Coffee he had harvested a few days earlier was piled up and covered with a plastic sheet in the yard, but other beans he had spread out only hours before the rain arrived were still exposed.

Private weather forecaster Somar said the rains were widespread and could persist for another week, causing major headaches for farmers trying to organize laborers to harvest and trying to dry the coffee beans they have already picked.

Most of Brazil's produce is prepared as "natural" coffee which is also the processing method most susceptible to damage from excess moisture. Unlike other methods, a sugary husk is left to dry on the bean but it starts to ferment when moisture enters, infusing a bad taste into the bean.

"These white patches are from damp problems because it wasn't dried properly," said Luiz Antonio Furlan, a coffee broker in the Minas coffee town of Varginha, spreading out a sample of beans on an inspection table with pale traces across the beans' surface.

The grains had a distinct fermented smell compared to other samples he showed, which were free of moisture damage.

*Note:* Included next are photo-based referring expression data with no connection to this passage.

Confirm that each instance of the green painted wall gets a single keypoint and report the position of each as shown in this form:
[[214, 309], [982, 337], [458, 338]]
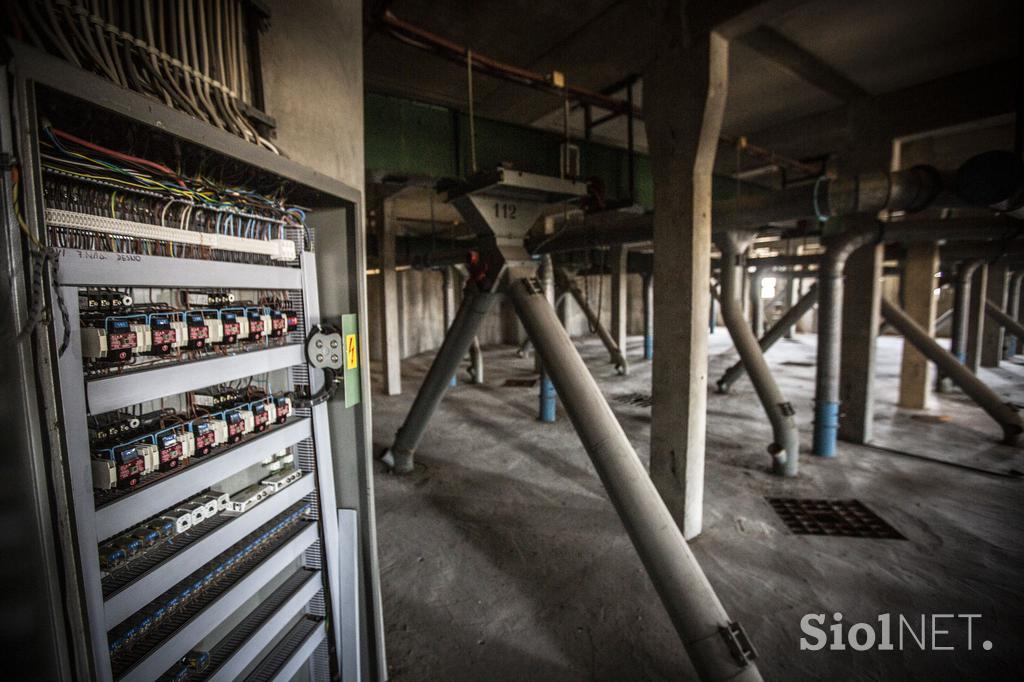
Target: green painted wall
[[406, 136]]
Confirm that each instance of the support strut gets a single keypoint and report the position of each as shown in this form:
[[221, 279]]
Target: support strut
[[614, 352], [697, 614], [986, 398], [784, 450], [777, 331], [474, 307]]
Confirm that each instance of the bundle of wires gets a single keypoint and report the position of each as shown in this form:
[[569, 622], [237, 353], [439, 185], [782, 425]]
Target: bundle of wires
[[189, 203], [190, 54], [76, 157]]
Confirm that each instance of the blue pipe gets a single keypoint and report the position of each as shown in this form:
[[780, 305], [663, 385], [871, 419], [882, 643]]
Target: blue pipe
[[547, 408], [825, 428]]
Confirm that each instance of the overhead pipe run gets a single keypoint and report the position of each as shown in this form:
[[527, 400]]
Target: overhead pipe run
[[987, 399], [778, 330], [834, 261], [784, 450]]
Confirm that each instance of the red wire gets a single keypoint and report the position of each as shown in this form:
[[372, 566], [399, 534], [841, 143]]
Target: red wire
[[117, 155]]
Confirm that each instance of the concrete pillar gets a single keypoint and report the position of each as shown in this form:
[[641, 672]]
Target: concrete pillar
[[620, 297], [450, 304], [991, 338], [976, 318], [792, 296], [684, 102], [388, 282], [1014, 310], [919, 304], [861, 301], [648, 315]]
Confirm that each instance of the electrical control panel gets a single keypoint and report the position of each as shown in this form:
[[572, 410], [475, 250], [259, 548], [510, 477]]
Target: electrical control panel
[[173, 280], [132, 329]]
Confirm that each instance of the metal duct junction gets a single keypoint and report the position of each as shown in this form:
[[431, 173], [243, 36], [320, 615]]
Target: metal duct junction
[[830, 299]]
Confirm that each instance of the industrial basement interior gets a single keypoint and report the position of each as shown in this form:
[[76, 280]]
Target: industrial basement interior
[[607, 340]]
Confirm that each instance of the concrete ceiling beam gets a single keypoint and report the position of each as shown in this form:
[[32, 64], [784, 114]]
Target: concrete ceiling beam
[[772, 45]]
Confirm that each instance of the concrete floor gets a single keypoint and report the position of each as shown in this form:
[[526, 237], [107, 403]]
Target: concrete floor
[[503, 559]]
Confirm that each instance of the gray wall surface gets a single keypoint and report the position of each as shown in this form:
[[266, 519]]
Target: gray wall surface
[[312, 77]]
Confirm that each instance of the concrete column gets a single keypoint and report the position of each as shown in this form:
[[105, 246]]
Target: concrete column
[[648, 316], [1014, 310], [792, 296], [388, 283], [620, 297], [450, 304], [976, 318], [919, 304], [684, 102], [861, 300], [991, 338]]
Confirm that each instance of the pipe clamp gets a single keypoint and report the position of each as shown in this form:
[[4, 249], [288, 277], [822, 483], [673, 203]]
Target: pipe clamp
[[738, 643]]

Furlan, who provides professional training on coffee sampling and the tasting process known as cupping, said fermentation usually spoils quality, as the husk's sugars burn up and heat the pile of coffee to around 60 degrees Celsius (140 degrees Fahrenheit).

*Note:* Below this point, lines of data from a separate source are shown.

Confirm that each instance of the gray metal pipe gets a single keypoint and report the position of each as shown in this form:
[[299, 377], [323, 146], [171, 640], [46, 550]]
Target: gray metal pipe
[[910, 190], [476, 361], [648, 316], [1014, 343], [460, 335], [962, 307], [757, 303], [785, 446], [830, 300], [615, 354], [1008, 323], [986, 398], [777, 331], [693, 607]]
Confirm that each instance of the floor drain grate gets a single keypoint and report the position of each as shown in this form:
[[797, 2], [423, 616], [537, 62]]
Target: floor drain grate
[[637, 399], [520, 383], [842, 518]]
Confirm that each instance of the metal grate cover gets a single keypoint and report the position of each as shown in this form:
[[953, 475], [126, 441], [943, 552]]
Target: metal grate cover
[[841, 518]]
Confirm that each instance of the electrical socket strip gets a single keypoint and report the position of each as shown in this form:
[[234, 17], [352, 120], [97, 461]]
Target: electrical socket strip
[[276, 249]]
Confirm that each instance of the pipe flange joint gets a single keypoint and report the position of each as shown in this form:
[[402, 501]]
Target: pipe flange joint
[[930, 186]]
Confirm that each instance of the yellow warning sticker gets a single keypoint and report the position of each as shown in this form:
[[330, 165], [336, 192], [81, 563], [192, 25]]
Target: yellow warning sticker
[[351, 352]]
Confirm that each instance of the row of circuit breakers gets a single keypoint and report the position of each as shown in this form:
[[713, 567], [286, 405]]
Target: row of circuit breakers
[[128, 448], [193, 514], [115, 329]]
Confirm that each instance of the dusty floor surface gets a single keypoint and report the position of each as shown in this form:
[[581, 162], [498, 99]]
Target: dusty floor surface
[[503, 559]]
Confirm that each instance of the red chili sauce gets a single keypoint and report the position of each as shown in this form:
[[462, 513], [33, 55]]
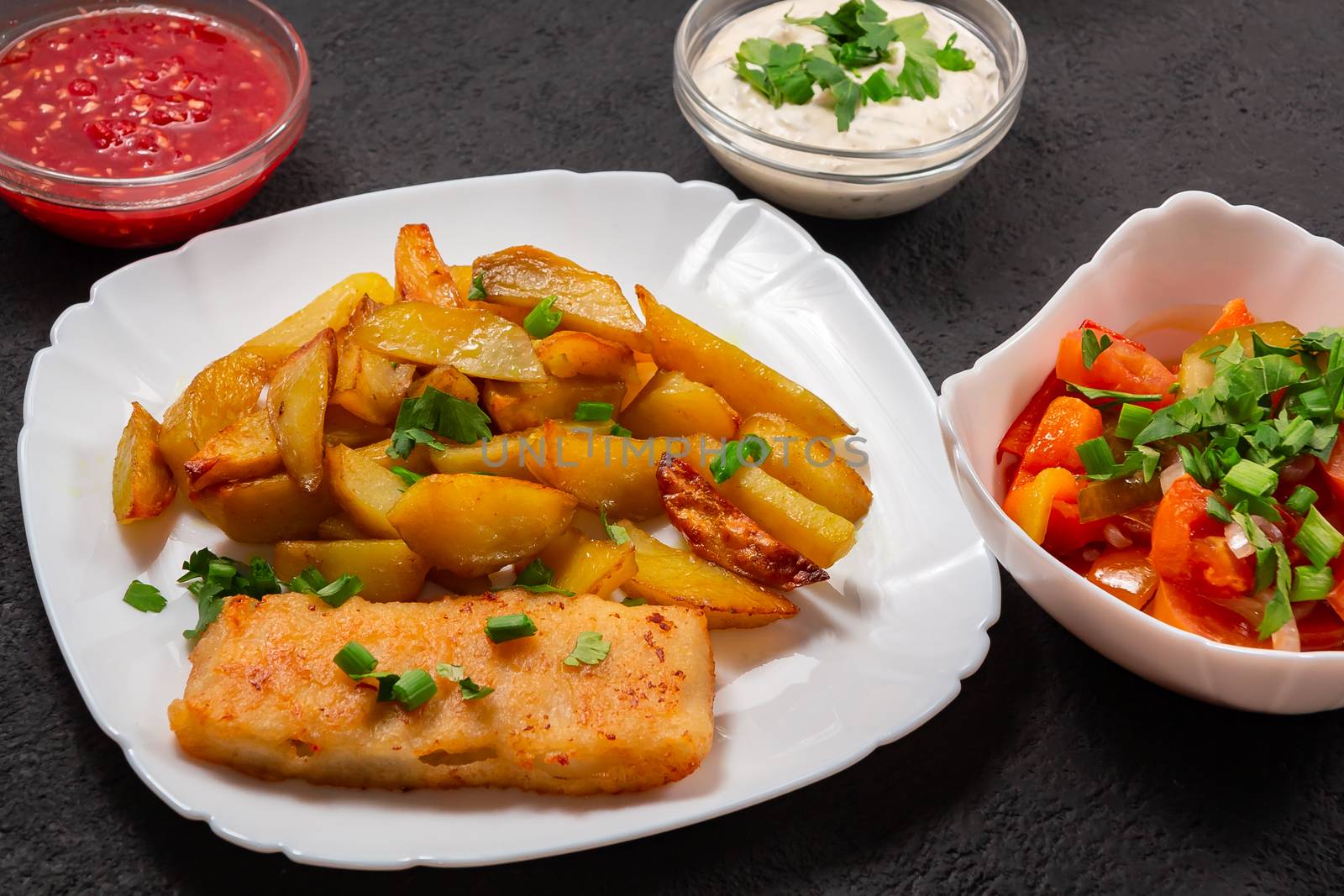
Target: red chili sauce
[[136, 94]]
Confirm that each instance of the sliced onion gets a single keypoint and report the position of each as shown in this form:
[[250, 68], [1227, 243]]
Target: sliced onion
[[1270, 531], [1236, 540], [1171, 474], [1288, 637], [1115, 537]]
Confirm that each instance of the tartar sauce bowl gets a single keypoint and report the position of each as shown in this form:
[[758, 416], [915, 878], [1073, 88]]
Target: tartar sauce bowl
[[848, 183], [131, 212], [1194, 249]]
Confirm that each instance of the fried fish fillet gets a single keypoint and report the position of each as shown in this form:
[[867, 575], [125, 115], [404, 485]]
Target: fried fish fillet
[[266, 698]]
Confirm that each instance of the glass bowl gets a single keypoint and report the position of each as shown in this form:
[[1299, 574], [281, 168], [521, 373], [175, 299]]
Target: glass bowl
[[848, 183], [165, 208]]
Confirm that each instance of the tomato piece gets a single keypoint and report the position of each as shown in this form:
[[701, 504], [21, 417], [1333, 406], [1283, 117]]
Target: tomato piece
[[1321, 627], [1189, 611], [1189, 547], [1122, 367], [1019, 436], [1126, 573], [1234, 315]]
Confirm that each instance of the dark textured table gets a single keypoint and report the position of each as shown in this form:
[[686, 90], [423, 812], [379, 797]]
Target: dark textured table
[[1054, 772]]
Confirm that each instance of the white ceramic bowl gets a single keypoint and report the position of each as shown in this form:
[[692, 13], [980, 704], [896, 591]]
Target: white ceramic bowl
[[1194, 249]]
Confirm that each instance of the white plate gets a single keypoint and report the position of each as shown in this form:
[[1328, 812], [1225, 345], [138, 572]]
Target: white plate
[[864, 663]]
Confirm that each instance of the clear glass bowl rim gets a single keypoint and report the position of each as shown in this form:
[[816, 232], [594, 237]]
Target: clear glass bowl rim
[[279, 130], [701, 105]]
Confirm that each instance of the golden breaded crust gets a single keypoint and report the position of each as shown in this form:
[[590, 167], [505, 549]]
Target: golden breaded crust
[[266, 698]]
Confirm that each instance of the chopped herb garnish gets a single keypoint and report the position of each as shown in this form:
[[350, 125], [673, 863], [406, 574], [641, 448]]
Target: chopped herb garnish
[[593, 411], [543, 318], [508, 627], [589, 649], [437, 414], [537, 578], [752, 450], [144, 597]]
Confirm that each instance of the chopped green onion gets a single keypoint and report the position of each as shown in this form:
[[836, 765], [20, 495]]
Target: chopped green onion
[[414, 688], [1301, 500], [355, 660], [589, 649], [1095, 456], [1252, 479], [1218, 510], [1317, 539], [1310, 584], [508, 627], [543, 318], [593, 411], [144, 597], [1132, 421]]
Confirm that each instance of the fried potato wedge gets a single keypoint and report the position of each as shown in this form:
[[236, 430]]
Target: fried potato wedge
[[672, 405], [389, 570], [369, 385], [799, 521], [671, 577], [365, 490], [722, 533], [604, 470], [239, 452], [748, 385], [221, 394], [810, 466], [265, 698], [477, 524], [421, 273], [475, 342], [586, 566], [297, 405], [449, 380], [266, 511], [523, 406], [344, 427], [141, 483], [591, 302], [331, 309]]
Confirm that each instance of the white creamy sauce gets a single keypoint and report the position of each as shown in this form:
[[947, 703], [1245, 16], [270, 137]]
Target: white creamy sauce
[[965, 97]]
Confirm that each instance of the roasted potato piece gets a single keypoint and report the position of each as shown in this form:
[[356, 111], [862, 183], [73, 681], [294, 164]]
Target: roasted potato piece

"You couldn't even put your hand inside (a fermenting coffee pile)," he said.

Other methods used to process beans, washed and semi-washed, are less common in Brazil. Fermentation of the thin parchment that dries on the bean's surface is in this case useful to the taste and not harsh because the husk is removed first.

An agronomist at the Unicoop cooperative in Tres Pontas, Flavio Botrel, said rain sometimes knocked ripe fruit from the branches to the ground, bringing further risks.

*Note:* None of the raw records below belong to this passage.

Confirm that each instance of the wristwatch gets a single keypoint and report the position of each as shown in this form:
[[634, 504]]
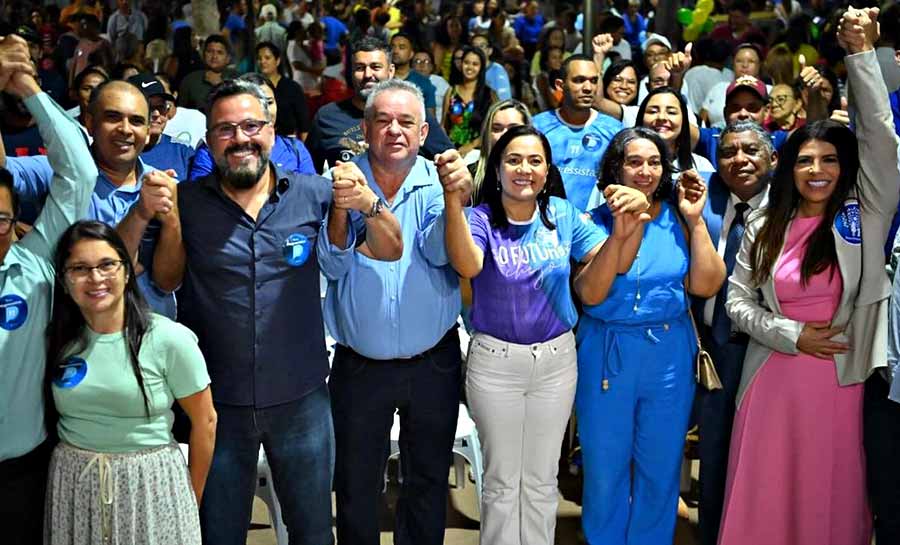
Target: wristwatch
[[377, 207]]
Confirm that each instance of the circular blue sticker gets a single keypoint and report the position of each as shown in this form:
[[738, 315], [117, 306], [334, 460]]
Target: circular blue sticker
[[591, 142], [70, 373], [848, 224], [296, 249], [13, 312]]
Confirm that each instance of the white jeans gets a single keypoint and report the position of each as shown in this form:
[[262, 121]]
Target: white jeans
[[520, 397]]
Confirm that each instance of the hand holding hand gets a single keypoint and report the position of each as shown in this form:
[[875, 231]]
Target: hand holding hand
[[815, 340], [351, 190], [454, 176], [691, 195], [159, 195]]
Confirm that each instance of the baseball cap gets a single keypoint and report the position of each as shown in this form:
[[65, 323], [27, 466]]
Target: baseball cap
[[748, 82], [150, 86], [656, 39]]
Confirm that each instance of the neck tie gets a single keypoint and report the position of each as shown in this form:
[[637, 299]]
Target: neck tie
[[721, 326]]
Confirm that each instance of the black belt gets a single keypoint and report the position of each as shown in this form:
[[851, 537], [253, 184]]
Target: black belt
[[449, 338]]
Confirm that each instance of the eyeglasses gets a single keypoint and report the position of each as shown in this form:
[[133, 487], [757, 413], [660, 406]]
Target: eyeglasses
[[227, 131], [6, 224], [80, 273]]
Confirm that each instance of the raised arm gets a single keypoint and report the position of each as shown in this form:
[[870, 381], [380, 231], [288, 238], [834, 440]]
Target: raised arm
[[878, 180]]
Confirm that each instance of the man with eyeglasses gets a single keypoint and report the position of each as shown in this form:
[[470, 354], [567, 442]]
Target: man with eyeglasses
[[161, 149], [26, 294], [249, 250]]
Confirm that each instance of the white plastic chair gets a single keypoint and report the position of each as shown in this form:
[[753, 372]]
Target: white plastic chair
[[466, 448], [265, 492]]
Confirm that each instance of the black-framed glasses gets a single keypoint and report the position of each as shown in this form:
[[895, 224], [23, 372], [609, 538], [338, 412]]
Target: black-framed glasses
[[80, 273], [6, 225], [227, 131]]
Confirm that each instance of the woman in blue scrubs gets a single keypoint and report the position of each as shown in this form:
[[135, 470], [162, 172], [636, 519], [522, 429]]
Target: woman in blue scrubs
[[636, 346]]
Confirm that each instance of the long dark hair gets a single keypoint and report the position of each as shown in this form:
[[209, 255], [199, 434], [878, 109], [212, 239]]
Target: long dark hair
[[682, 158], [784, 199], [67, 331], [490, 190], [614, 159], [482, 96], [614, 70]]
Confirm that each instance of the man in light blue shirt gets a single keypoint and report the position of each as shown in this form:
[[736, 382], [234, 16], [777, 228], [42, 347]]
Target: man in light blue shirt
[[495, 75], [395, 325], [27, 277]]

Rains a fortnight ago hurt the quality of the coffee exposed to moisture then. Some farms are equipped with mechanical harvesters with revolving heated drums but often they can not dry all of the coffee quickly enough to avoid some spoiling.

This year's harvest had enjoyed months of rains which some growers said had been near perfect in quantity and regularity during the crop's delicate developmental stages. The weather turned dry as harvesting began until showers returned a about fortnight ago.